Nope. The legislature recognized that the employee's rights were being violated. I already outlined it and the legislature's floor commentary I'm sure affirms it. Laws like this are created, because the rights violations are recognized first. Folks don't make laws and then say, "Oh look, here's a new law that defines some new rights violation."
"It means that what was done WAS LEGAL IN EVERY SENSE OF THE WORD."I posted a link to a relevant analysis above and considerable comment on how the facts of this case fit the following test.
Henry Perritt Jr., one of this country's foremost scholars on labor and employment law, advocates a comprehensive test for analyzing wrongful discharge claims involving violations of public policy. Perritt proposes four elements of a public policy tort case:
(1) The plaintiffs must prove the existence of a clear public policy (the clarity element). Henry H. Perritt Jr., Workplace Torts: Rights and Liabilities § 3.7 (1991) (hereinafter Perritt).

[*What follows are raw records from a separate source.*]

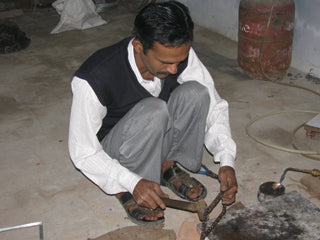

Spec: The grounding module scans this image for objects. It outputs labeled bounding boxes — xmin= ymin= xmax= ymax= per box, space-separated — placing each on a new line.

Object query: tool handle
xmin=161 ymin=198 xmax=198 ymax=212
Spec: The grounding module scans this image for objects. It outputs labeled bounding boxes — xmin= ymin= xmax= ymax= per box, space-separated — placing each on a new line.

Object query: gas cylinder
xmin=238 ymin=0 xmax=295 ymax=81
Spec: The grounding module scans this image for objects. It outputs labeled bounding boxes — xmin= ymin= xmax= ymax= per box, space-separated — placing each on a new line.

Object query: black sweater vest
xmin=75 ymin=38 xmax=188 ymax=141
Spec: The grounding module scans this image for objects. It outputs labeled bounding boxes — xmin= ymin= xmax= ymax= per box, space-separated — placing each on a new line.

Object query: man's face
xmin=133 ymin=40 xmax=191 ymax=80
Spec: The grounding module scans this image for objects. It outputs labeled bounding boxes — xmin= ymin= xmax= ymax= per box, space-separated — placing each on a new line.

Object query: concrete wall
xmin=179 ymin=0 xmax=320 ymax=77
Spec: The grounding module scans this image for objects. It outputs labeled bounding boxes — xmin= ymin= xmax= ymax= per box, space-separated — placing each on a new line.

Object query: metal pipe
xmin=280 ymin=168 xmax=320 ymax=183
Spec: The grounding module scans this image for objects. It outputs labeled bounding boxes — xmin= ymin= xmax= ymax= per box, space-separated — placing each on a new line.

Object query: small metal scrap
xmin=0 ymin=222 xmax=43 ymax=240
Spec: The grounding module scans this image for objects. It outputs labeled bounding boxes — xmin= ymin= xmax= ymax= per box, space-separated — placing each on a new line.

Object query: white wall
xmin=179 ymin=0 xmax=320 ymax=77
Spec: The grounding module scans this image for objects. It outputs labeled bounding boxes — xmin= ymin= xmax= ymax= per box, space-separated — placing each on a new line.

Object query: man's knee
xmin=172 ymin=81 xmax=210 ymax=106
xmin=139 ymin=97 xmax=169 ymax=124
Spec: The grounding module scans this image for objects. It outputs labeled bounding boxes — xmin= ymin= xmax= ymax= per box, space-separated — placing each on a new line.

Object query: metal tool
xmin=161 ymin=198 xmax=207 ymax=221
xmin=197 ymin=164 xmax=219 ymax=179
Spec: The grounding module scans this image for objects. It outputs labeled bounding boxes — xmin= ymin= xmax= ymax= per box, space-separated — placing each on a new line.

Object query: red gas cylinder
xmin=238 ymin=0 xmax=295 ymax=80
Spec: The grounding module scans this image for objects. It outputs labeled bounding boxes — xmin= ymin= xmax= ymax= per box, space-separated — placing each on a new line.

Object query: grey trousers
xmin=101 ymin=81 xmax=210 ymax=183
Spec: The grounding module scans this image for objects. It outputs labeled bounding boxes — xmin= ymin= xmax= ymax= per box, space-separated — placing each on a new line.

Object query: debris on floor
xmin=88 ymin=226 xmax=176 ymax=240
xmin=198 ymin=191 xmax=320 ymax=240
xmin=177 ymin=221 xmax=200 ymax=240
xmin=300 ymin=175 xmax=320 ymax=201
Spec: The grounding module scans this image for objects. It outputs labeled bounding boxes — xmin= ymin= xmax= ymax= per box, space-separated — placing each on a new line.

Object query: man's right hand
xmin=132 ymin=179 xmax=168 ymax=209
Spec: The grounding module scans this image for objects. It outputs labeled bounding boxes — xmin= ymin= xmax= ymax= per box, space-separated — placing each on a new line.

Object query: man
xmin=69 ymin=1 xmax=237 ymax=225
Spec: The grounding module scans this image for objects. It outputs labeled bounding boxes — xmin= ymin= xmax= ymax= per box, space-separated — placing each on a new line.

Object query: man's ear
xmin=132 ymin=39 xmax=143 ymax=53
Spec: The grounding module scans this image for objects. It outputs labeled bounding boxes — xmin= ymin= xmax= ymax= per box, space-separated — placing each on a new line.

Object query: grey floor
xmin=0 ymin=3 xmax=320 ymax=240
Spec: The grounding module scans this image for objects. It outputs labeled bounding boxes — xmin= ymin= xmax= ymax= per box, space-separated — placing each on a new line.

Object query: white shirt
xmin=69 ymin=41 xmax=236 ymax=194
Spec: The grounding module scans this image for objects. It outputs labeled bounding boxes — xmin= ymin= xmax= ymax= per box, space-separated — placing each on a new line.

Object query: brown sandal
xmin=161 ymin=163 xmax=207 ymax=202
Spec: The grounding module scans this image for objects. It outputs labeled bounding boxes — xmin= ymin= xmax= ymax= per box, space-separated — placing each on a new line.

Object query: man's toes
xmin=142 ymin=211 xmax=163 ymax=221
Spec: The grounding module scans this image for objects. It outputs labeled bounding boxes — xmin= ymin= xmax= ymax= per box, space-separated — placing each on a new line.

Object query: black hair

(2) The plaintiffs must prove that discouraging the conduct in which they engaged would jeopardize the public policy (the jeopardy element). Perritt § 3.14.
(3) The plaintiffs must prove that the public-policy-linked conduct caused the dismissal (the causation element). Perritt § 3.19.
(4) The defendant must not be able to offer an overriding justification for the dismissal (the absence of justification element). Perritt § 3.21. See also Collins v. Rizkana, 73 Ohio St.3d 65, 69-70, 652 N.E.2d 653 (1995) (adopting Perritt's four element test).
The employer could have been sued for wrongful termination. The legislature created the law as above and to releive the citizens of OK from similar attempts by employers to usurp their rights.
If this legislation holds up, the very same people advocating the violation of an employer's rights to his own property, will be in here bitching about the lost jobs when Weyerhauser moved their plant to Mexico.